Mapping adaptive immune responses toward fungal antigens in inflammatory bowel disease using T cell repertoire sequencing and phage-immunoprecipitation sequencing

Authors:

Aya K.H. Mahdy, Hesham ElAbd, Melanie Prinzensteiner, Hannah Jebens, Kostas Sivickis, Petra Bacher, Thomas Vogl, Mathilde Poyet, Andre Franke

Year of publication:

2026

Volume:

20

Issue:

4

ISSN:

1876-4479

Journal (long):

Journal of Crohn’s and Colitis

Journal (short):

J Crohns Colitis

Impact factor:

8.7

Abstract:

Background and aims: Immune reactivity to the gut mycobiome has been implicated in inflammatory bowel disease (IBD), particularly Crohn’s disease (CD), but the systemic adaptive immune repertoire targeting the gut mycobiome remains incompletely defined. We aimed to map systemic T cell and antibody responses to fungal antigens in IBD.

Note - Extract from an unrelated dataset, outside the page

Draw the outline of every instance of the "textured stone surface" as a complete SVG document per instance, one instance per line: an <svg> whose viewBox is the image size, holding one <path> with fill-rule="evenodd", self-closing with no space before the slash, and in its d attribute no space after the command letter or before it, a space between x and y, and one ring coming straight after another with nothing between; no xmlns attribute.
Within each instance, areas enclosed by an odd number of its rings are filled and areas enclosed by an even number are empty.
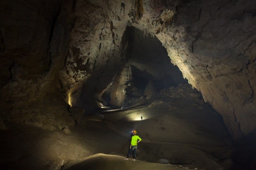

Methods: We quantified expansion of fungal-specific T cell receptor β (TRB) clonotypes in the SPARC IBD cohort (CD, n = 1890; ulcerative colitis [UC], n = 914). In participants with paired data (n = 637), we analyzed the gut mycobiome by ITS2 sequencing and linked prevalent amplicon sequence variants (ASVs) to TRB clonotypes using a co-occurrence framework. For humoral immune profiling, we built a Saccharomyces cerevisiae-focused PhIP-Seq library and screened sera from CD (n = 100) and healthy controls (n = 60), including anti-S. cerevisiae antibody+ (ASCA+) and ASCA- individuals.

Results: Fungal-specific TRB clonotypes showed greater expansion in CD than UC, including increased responses toward S. cerevisiae and enrichment in more aggressive CD phenotypes. Co-occurrence analysis identified a limited number of TRB-mycobiota associations, consistent with the largely private nature of the gut mycobiome at the ASV level. Antibody reactivity to S. cerevisiae peptides was low relative to common viral and bacterial antigen classes, and no single S. cerevisiae peptide was associated with anti-S. cerevisiae antibody serostatus.

Conclusions: CD is associated with expansion of fungal-specific T cell clonotypes, but S. cerevisiae peptide-based PhIP-Seq reveals limited shared IgG reactivity. Broader antigen libraries and complementary assays capturing glycosylated and virulence-associated fungal epitopes will be needed to comprehensively define antifungal humoral immunity in IBD.

Keywords: S. cerevisiae; B cell responses against yeast; ITS-2; PhIP-Seq; T cell responses against teast; TCR-Seq; antibody response against yeast; host–mycobiome interaction.